As predicted, the Keystone XL pipeline has now been officially rejected by the Obama Administration after the Republicans chose to hasten the timeline for approval with a rider inserted into legislation that extended payroll tax-cuts and unemployment benefits for 2 months.
The Obama administration will announce it cannot approve the Keystone XL tar sands pipeline today, after Republicans inserted a rider into the payroll tax cut legislation that forced an executive-branch decision before the pipeline route is finalized. TransCanada, the foreign company that wants to build the 1700-mile pipeline to transport tar sands crude from Canada to Texas refineries, is rerouting the planned pipeline around Nebraska’s sensitive Sand Hills after local outcry.
It seemed likely the Obama Administration would reject the pipeline anyway after a series of damaging reports emerged alleging the State Department flubbed it's own assessment of the pipeline, however the pipeline's demise was almost assured after John Boehner used the pipeline as a rider to pass the tax-cut extension.

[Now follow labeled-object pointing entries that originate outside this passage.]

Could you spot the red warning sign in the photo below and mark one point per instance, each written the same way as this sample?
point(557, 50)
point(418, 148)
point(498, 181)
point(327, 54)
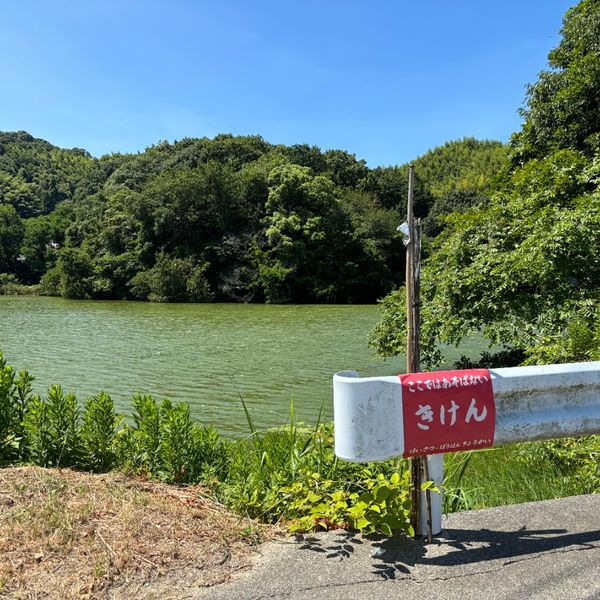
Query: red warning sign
point(447, 411)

That won't stop Speaker Boehner from whining about this today though, and when he does you should keep this in mind.
Environmentalists note that in December 2010, according to Boehner’s financial disclosure forms, he invested $10,000 to $50,000 each in seven firms that had a stake in Canada’s oil sands, the region that produces the oil the pipeline would transport. The firms include six oil companies — BP, Canadian Natural Resources, Chevron, Conoco Phillips, Devon Energy and Exxon — along with Emerson Electric, which has a contract to provide the digital automation for the first phase of a $9.4 billion Horizon Oil Sands Project in Canada.
SOPA is dead. Keystone is dead. Hopefully we'll soon be able to say PIPA is dead. On to November!